- ESG
- Tribune
Les normes de reporting durables allègent la tâche des entreprises

La Directive (UE) 2022/2464 du 14 décembre 2022 dite CSRD impose aux entreprises assujetties de publier un reporting de durabilité portant sur les risques sociaux, environnementaux et de gouvernance auxquels elles sont exposées, ainsi que sur les incidences de leurs activités sur les personnes et l’environnement.
Toutefois, les normes de durabilité (ESRS) que les entreprises doivent utiliser pour appliquer cette directive manquaient encore à l’appel. C’est désormais chose réparée depuis la publication du projet des ESRS par la Commission européenne le 31 juillet 2023 dans un règlement délégué.
Quel regard peut-on porter à ce stade sur les normes ESRS ?
Assouplissement par rapport au projet initial
La Commission a apporté dans son règlement délégué un certain nombre de modifications par rapport aux normes soumises à consultation pour garantir que les normes seront proportionnées en adoptant une démarche pragmatique permettant la réalisation des nouvelles obligations par les entreprises tout en assurant la réalisation de ses objectifs liés à la durabilité.
Les ESRS n’exigent pas que les entreprises publient des informations sur chaque norme. Elles effectueront une évaluation robuste de la matérialité de toutes les normes à travers le principe de double matérialité : l’impact de l’environnement économique, social et naturel sur l’entreprise, mais aussi celui de l’entreprise sur son environnement. L’entreprise pourra donc omettre de mentionner certaines informations jugées non «matérielles» (de grande importance, ndlr) pour son modèle et son activité économique.

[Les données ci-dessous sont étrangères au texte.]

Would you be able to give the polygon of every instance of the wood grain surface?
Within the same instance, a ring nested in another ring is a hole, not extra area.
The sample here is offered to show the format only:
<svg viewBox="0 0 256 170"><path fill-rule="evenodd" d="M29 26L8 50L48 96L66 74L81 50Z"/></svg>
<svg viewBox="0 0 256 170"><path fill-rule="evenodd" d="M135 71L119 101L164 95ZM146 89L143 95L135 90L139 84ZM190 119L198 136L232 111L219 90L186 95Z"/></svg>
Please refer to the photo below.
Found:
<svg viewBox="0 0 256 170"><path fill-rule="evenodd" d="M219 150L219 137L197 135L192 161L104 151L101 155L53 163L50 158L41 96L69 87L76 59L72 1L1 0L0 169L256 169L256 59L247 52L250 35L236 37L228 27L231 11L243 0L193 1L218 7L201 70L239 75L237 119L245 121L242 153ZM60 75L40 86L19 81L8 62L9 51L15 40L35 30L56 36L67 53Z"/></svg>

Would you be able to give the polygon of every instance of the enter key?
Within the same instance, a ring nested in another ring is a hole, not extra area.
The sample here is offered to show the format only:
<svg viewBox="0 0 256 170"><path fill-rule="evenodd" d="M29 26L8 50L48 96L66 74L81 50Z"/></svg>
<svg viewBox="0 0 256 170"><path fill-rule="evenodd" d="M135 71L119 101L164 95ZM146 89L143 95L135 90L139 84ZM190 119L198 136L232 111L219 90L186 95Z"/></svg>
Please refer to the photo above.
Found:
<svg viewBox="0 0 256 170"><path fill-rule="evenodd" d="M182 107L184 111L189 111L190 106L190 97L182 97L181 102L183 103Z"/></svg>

A lire aussi: Le CAC 40 accentue ses engagements en matière de RSE
En pratique, cela implique qu’une entreprise concluant que le changement climatique n’est pas un sujet «matériel» ne devra fournir qu’une explication détaillée des conclusions de son évaluation de la matérialité.
Les entreprises ne sont toutefois pas exemptes de tout contrôle, le processus d'évaluation de la «matérialité» étant soumis à une vérification externe.
La Commission a également offert aux entreprises plus de flexibilité en rendant facultative la publication de certaines données, telles que le reporting d’un plan de transition pour la biodiversité et certains indicateurs sur les travailleurs intérimaires dans le personnel de l’entreprise, afin de leur éviter des surcoûts liés au reporting d’informations.
En tout état de cause, le garde-fou du risque réputationnel sera gage de transparence dans le reporting.
Une mise en œuvre progressive
Afin d’aider les entreprises à appliquer au mieux les ESRS, une entrée en application progressive a été prévue. Celles-ci pourront en effet omettre certaines informations pour une durée de un à trois ans (comme les incidences financières qu’a le climat sur l’entreprise, l’équilibre entre vie professionnelle et vie privée, la protection sociale).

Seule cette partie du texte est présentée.